The governor is signaling people in the 18 to 34 age group. He says only 4 in 10 have gotten at least one shot.

“To that one big fat objective of getting to 70% by Independence Day, we’re going to need to pick it up and we need to pick it up with people over 18 years old,’’ Carney said during his weekly coronavirus briefing. “We need our community outreach worker to flush people out of their homes and get them to our pharmacies, get them to our clinics.”

Carney continues his call for more to get inoculated as coronavirus cases and positivity rates have fallen to early pandemic levels.

As of Monday, the seven day average of new cases had fallen to 30 and the positivity rate was 1.4%, numbers not seen since the first days of the pandemic in March 2020 — 15 months ago.

In addition, 34 people were hospitalized, and that number had dipped to 24 on Sunday — the lowest figure since the state started reporting inpatient infections in April 2020.

State of Emergency to expire July 13

Carney said he will lift the March 12, 2020, emergency order after 16 months because “we now have the tools to prevent COVID-19 infection, serious illness and hospitalization.”

Carney also made changes to the emergency order Tuesday. Even though almost all public and private schools have ended their academic years, he has decreed that educators and staff in schools and child care centers are not required to wear masks when children are not present. He also said students and staff also are not required to wear masks outdoors. Public schools ended their academic year.

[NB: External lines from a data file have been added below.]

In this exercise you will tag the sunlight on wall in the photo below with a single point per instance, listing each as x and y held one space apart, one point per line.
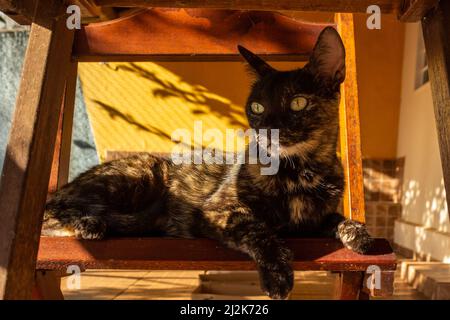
137 107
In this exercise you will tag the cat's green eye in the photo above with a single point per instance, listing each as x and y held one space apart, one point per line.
299 103
257 108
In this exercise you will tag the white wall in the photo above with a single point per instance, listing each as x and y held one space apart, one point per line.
424 226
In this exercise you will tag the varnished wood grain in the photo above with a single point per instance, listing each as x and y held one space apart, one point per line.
32 11
436 26
26 169
47 285
387 6
200 254
195 34
349 125
415 10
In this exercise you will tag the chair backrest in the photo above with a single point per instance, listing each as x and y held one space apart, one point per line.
212 35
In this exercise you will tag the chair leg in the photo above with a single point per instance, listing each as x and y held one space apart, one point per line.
351 283
47 286
27 165
436 37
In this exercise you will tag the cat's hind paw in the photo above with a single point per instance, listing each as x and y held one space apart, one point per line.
90 228
354 236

Carney continues to urge those who are not vaccinated to wear a mask in public or in larger private gatherings.

The emergency order has dealt mostly with school and business closures, mask mandates,  and capacity restrictions indoors and outside. It also allowed public bodies to meet virtually and mobilized the Delaware National Guard, which provided a variety of roles such as food distribution events and mass vaccination efforts at Dover International Speedway and other venues.